I am setting up a system with a HTCondor pool running on OpenStack. I am trying to create a mechanism that enables draining workers by setting a value in their metadata to true (data made available to the VM via a URL). It should also be possible to make them start accepting jobs again by resetting this value.
So far I have come up with a couple of solutions that work, but not as well as I would like.
The first is to use job hooks. By setting PREPARE_JOB and JOB_EXIT job hooks for the starter with a script that sets the START parameter to false if the metadata value is set to true. This script spawns a daemon that checks the metadata regularly and sets START back to true if the metadata is set back to false.
There are however a few issues with this solution. The PREPARE_JOB hook is executed after the job is already on the execute node, so even if START is set to false at this time the job will still run.

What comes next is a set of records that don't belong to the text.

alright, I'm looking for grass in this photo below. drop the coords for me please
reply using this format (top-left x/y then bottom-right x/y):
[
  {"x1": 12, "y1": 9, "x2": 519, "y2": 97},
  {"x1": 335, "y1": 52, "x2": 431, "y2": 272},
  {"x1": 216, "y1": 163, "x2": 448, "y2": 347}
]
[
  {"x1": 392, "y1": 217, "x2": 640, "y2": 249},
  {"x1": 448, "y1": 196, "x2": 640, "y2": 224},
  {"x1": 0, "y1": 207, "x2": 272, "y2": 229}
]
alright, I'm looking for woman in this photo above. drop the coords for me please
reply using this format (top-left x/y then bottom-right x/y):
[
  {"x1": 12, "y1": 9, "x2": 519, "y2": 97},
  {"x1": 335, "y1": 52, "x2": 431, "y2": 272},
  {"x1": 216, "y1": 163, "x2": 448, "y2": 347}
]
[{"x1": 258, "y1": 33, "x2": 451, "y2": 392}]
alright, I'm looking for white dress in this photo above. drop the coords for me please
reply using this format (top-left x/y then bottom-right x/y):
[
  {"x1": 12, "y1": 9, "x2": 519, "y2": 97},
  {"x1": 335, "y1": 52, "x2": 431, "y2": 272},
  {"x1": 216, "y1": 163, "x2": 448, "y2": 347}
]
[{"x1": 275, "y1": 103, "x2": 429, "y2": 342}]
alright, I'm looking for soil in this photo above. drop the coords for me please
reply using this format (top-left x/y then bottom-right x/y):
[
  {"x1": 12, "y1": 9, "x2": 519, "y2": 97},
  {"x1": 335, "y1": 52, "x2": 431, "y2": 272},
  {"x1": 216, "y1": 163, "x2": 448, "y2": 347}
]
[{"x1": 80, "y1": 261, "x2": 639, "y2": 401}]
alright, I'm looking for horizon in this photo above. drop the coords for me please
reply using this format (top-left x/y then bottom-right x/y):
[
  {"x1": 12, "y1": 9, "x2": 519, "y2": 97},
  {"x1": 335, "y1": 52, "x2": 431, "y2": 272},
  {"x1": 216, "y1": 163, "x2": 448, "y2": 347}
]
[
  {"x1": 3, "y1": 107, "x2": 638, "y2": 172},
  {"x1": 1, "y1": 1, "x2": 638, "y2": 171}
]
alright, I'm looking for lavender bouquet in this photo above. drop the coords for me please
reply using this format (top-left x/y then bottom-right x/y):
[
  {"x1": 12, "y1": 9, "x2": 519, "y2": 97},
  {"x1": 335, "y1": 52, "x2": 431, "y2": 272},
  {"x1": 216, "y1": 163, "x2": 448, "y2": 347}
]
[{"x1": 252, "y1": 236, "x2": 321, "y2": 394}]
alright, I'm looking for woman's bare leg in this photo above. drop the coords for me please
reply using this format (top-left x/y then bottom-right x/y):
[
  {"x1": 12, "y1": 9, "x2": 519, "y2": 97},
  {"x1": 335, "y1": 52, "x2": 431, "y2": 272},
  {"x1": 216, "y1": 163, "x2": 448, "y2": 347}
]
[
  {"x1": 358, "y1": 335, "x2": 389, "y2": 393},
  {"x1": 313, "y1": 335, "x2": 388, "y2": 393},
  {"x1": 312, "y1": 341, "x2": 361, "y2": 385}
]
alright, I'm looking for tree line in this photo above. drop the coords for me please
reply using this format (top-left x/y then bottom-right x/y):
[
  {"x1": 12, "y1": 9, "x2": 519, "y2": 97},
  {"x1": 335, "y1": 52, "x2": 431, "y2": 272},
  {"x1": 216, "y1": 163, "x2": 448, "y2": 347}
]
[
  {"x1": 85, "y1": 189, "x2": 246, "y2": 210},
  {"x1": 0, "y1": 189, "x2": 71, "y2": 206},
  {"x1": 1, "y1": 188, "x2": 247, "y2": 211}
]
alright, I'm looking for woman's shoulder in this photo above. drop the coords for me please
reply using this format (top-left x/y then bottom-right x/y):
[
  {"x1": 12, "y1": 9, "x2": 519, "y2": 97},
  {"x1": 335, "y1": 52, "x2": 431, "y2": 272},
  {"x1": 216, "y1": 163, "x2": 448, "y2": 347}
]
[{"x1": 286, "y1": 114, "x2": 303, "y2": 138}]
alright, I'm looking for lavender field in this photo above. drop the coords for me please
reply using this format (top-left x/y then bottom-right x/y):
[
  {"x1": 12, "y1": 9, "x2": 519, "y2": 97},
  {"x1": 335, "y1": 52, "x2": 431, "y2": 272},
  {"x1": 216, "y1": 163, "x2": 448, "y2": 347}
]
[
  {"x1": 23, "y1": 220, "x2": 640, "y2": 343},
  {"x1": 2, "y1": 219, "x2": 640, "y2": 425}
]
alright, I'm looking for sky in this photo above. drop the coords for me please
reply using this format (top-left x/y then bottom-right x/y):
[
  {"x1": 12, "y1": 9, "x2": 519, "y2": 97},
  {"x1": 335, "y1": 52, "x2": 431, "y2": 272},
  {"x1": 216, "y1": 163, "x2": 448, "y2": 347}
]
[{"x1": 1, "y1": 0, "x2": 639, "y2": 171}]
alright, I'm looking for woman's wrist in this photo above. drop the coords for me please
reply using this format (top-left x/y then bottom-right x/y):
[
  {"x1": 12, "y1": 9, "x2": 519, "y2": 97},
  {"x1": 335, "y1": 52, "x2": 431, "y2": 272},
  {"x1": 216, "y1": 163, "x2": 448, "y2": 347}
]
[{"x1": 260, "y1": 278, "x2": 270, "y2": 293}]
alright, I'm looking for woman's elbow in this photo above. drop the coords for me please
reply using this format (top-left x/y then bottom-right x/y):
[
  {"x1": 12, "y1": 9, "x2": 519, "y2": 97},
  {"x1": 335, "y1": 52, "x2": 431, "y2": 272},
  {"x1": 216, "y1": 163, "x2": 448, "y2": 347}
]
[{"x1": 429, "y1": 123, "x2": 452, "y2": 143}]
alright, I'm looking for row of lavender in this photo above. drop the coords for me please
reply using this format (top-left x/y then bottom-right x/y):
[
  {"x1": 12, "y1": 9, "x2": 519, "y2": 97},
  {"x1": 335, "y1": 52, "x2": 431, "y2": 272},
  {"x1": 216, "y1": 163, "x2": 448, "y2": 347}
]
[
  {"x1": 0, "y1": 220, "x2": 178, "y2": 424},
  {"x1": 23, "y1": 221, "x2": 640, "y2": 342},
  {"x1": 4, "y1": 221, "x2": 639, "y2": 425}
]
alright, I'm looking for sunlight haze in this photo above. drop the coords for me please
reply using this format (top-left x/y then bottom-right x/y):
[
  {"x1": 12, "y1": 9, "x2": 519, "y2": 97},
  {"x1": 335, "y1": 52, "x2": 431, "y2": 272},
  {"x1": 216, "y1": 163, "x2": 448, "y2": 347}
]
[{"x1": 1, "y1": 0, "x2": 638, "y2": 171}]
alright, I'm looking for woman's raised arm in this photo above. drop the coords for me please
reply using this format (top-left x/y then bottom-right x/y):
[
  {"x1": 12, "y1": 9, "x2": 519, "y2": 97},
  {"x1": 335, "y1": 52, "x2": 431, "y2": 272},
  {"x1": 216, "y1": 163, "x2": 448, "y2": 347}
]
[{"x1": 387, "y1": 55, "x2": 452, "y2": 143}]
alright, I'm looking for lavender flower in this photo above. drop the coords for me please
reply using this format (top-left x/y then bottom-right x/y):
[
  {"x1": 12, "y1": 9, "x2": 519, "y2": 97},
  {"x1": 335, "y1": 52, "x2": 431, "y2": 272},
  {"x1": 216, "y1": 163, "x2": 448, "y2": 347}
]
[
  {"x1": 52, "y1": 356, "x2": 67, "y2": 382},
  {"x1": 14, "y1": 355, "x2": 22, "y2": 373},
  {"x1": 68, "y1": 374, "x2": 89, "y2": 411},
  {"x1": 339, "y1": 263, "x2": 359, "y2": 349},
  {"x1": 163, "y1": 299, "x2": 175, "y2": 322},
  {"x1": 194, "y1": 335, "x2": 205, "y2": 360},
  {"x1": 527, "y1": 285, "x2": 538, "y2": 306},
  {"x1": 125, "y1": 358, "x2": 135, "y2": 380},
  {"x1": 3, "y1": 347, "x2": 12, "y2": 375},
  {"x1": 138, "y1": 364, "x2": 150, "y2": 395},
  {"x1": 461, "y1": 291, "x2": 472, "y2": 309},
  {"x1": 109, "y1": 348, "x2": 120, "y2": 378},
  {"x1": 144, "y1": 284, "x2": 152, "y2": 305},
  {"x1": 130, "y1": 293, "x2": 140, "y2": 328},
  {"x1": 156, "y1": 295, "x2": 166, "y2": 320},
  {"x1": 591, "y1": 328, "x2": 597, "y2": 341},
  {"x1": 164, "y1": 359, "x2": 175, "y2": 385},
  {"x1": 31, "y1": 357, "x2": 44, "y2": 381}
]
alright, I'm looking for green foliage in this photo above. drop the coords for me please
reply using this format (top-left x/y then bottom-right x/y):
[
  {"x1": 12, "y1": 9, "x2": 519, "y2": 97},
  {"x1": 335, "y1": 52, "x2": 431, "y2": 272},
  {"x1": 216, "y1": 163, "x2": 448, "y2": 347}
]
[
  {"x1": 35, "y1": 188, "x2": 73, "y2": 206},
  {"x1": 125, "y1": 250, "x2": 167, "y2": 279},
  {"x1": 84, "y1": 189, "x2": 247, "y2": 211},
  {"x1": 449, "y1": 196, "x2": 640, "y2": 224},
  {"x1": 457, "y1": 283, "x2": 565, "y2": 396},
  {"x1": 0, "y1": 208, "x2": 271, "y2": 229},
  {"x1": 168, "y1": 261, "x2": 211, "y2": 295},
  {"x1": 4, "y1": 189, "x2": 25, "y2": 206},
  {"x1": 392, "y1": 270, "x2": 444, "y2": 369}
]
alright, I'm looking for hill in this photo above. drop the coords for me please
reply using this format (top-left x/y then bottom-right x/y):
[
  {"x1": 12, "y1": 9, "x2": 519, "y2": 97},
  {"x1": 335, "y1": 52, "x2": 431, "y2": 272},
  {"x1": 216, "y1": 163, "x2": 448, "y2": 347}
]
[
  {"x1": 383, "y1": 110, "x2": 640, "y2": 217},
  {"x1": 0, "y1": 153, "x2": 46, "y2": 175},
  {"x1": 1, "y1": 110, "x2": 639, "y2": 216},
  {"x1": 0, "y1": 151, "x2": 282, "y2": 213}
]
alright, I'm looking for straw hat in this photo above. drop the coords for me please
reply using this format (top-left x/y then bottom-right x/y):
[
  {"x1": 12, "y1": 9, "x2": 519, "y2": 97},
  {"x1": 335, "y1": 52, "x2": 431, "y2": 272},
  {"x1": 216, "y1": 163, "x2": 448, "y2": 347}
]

I was able to solve this by making the script return a none zero exit value, thereby causing the job to be aborted (jobs are aborted if the PREPARE_JOB hook has none zero exit value). This is okey and works, but it is a bit "hacky", and jobs will be sent to machines and then aborted.
Another solution I tried was using cron jobs. I set it up to run periodic, and update the START value. The issue here is that there will be a delay before the draining is started. Of course the period can be set low, however this will put load on the system.
Is there a better way to do this?